There will be a cub round set up for the younger kids to shoot. The kids can walk right along with their adults on the shooting line and shoot at targets that will be placed 10 yards and closer.

What you need to start doing right away is bring you son out to the Sandhills range on friday nights (kids night). There is no cost for the kids to shoot at 3D animals and Don's Car Wash has supplied us with pizza and pop for the kids every friday night.


----------



## djleye (Nov 14, 2002)

I am a meber there. Is that going on right now????


----------



## Turner (Oct 7, 2005)

Yes it is.

I also sent you a PM.


----------



## ics400 (Oct 12, 2007)

Coming up on Thursday! See you there.


----------



## Turner (Oct 7, 2005)

Shooting starts at 6pm Thursday night.

See you guys there


----------



## Turner (Oct 7, 2005)

Just got back home from setting up the shoot, looks good and going to be a lot of fun. We have 3 of MN state birds to shoot at for our 26th target (mosquitoes). Reading all the names of the shooters from last year that had to sign our mountain brought back a few chuckles.

If you do not shoot at least come out and stand on the stage behind the shooters and whatch.


----------



## Turner (Oct 7, 2005)

Wow, we had a quite a few shooters today.
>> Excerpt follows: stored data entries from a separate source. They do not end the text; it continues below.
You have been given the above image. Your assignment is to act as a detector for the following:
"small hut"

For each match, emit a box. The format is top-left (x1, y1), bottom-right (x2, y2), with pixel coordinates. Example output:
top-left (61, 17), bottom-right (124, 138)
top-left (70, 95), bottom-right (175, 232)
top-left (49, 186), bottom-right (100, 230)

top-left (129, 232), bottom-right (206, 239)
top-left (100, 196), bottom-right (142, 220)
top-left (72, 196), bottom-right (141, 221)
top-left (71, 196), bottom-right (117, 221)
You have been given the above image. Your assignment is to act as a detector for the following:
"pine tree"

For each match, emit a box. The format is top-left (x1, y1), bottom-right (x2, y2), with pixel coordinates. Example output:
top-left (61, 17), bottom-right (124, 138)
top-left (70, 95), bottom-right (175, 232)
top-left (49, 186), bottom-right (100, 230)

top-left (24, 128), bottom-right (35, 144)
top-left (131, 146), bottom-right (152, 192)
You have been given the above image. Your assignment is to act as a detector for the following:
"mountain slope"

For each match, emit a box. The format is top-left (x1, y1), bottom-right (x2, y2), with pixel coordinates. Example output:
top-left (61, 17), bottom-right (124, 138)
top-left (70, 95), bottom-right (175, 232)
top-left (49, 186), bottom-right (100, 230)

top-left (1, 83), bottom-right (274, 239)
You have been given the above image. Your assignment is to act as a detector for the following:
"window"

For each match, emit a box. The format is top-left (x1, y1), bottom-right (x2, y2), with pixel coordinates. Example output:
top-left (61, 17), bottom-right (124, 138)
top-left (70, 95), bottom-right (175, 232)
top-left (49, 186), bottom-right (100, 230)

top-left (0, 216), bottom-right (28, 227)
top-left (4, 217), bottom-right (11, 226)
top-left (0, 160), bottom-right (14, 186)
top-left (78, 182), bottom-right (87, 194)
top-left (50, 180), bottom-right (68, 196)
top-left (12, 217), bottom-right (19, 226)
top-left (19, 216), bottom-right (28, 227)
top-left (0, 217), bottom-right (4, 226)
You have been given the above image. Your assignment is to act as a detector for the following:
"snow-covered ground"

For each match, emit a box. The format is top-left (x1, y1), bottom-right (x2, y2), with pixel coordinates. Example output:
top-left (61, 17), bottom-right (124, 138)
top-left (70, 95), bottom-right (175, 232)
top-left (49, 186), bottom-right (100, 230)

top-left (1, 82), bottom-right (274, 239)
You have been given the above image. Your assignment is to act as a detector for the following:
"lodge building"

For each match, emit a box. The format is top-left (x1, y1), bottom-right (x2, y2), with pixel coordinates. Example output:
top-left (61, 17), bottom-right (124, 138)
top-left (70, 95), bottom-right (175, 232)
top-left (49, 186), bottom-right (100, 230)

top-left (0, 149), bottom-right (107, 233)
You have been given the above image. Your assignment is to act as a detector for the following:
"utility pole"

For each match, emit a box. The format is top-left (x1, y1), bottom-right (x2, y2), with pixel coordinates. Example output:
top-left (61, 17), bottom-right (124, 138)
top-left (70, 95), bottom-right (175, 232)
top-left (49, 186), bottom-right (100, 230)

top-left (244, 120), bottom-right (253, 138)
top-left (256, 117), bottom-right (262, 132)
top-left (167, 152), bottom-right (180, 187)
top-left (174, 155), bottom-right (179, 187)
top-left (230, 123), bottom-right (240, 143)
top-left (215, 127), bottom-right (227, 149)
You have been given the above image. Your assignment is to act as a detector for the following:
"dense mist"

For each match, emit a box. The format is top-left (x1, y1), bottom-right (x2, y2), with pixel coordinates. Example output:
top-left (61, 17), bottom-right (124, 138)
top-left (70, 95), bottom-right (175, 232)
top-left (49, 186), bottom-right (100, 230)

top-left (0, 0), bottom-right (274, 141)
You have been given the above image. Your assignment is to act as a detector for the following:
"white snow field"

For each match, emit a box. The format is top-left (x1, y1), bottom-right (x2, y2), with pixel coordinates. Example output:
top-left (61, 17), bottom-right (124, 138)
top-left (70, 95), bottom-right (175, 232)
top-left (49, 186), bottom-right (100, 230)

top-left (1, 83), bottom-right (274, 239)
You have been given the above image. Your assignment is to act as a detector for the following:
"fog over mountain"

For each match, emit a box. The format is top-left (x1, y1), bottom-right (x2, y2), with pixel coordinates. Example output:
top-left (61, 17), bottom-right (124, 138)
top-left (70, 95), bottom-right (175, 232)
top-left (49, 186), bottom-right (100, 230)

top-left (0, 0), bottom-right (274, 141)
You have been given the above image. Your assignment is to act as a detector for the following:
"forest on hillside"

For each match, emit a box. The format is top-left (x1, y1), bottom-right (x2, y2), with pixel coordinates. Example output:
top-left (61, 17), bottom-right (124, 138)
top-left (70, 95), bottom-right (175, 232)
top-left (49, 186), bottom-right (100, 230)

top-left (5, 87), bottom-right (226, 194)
People from Manitoba, Bismarck, Sioux Falls SD just to name a few areas people traveled from to attend the Sportsman Show that also participated in our 3D shoot. We now have a few new names on our mountain and some good hunting stories told.
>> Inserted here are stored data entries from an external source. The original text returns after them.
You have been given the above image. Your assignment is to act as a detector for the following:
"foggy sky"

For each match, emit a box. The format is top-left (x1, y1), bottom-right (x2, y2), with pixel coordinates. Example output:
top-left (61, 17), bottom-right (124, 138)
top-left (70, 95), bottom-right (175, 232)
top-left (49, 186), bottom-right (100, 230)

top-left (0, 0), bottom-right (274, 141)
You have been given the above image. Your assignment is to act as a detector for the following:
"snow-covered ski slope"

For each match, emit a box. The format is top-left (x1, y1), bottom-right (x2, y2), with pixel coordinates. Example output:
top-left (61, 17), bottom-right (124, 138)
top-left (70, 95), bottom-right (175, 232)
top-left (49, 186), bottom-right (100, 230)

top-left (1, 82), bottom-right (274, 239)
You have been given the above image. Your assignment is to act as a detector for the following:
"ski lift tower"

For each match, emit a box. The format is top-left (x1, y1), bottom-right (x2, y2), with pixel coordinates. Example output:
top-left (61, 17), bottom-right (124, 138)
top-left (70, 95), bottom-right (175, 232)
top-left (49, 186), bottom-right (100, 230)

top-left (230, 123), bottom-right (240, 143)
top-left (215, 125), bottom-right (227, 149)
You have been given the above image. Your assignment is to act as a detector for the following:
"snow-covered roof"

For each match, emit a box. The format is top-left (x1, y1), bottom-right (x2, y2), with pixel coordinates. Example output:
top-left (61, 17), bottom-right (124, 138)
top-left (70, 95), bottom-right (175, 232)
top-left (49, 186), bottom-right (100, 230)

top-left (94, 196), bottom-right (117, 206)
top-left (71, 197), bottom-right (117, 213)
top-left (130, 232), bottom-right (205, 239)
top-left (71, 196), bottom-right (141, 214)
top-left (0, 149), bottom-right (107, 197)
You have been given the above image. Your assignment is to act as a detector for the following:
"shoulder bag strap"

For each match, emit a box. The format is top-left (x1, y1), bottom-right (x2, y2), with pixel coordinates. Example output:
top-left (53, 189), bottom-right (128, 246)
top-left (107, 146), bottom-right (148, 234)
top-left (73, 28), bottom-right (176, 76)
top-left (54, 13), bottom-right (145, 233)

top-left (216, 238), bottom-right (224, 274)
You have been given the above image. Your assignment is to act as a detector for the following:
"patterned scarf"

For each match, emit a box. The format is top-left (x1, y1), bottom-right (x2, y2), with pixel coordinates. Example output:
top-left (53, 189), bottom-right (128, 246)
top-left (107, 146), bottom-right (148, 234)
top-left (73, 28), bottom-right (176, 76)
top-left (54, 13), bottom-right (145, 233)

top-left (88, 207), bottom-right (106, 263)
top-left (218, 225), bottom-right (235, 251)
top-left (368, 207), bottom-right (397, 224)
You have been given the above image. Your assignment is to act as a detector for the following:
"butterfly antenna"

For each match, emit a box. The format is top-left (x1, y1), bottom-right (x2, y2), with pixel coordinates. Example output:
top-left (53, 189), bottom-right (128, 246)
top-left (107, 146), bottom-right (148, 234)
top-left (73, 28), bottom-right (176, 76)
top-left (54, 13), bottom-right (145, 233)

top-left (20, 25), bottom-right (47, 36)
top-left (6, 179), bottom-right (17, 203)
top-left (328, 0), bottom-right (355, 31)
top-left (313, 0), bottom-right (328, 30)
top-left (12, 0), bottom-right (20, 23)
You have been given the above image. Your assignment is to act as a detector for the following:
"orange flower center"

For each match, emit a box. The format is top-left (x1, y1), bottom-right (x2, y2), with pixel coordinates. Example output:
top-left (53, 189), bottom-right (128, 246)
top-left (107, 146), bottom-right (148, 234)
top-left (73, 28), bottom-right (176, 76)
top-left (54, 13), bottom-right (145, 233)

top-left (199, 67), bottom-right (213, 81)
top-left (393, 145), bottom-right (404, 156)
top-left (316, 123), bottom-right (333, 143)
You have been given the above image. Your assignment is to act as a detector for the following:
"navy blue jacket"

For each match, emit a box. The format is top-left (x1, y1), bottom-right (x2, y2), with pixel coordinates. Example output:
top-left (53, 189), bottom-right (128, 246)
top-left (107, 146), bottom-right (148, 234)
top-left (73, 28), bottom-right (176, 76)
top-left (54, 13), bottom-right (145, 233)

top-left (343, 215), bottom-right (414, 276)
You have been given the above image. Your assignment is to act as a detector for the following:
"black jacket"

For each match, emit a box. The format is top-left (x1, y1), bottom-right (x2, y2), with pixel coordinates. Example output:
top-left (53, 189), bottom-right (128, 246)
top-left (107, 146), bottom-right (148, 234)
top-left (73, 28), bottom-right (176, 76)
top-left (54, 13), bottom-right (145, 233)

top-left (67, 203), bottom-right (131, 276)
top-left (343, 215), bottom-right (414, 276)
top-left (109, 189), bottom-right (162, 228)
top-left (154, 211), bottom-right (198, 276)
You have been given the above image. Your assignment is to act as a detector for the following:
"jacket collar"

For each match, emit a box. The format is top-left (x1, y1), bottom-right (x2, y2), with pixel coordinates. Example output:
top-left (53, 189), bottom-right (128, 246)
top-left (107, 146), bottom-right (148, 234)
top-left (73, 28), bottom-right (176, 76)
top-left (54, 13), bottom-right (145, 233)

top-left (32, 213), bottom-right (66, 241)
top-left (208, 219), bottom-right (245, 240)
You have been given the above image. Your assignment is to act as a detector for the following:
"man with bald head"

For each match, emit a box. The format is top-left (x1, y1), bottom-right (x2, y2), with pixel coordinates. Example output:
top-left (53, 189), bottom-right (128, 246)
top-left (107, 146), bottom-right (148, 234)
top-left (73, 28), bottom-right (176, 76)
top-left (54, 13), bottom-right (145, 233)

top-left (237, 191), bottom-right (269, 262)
There is still tomorrow, Sunday, to shoot. The doors open at 0930hrs and the shooting begins at 1000hrs, registration will end at 1400hrs.

Thank you to all that came and shot

T


----------



## djleye (Nov 14, 2002)

Turner,

Cannot thank you enough for letting my kids shoot early on Saturday. They loved it. Also thanks for all the freebies. My son wore the hat all day on saturday (I thought it was my hat!!!! :lol: ). We will try and get hooked up this summer with your class. He just loves to shoot that bow!!!!


----------



## Turner (Oct 7, 2005)

:beer:


----------



## Springer (Dec 21, 2004)

Let us know who won. I work with a couple of guys that shot down there.


----------



## ics400 (Oct 12, 2007)

Springer,
If you go to sandhillsarchers.org and click on scores, there's a link to all the scores and divisions. I'd like to say a big thanks to all who helped put the shoot on and to all those who participated. Our goal was for everyone to have great time and share some experiences. There is aplace on the sandhills site to provide feedback. We would welcome comments on the shoot to help us improve!


----------



## joseph (Feb 22, 2008)

hey did anyone go to the tournament in volga/brookings South Dakota?


----------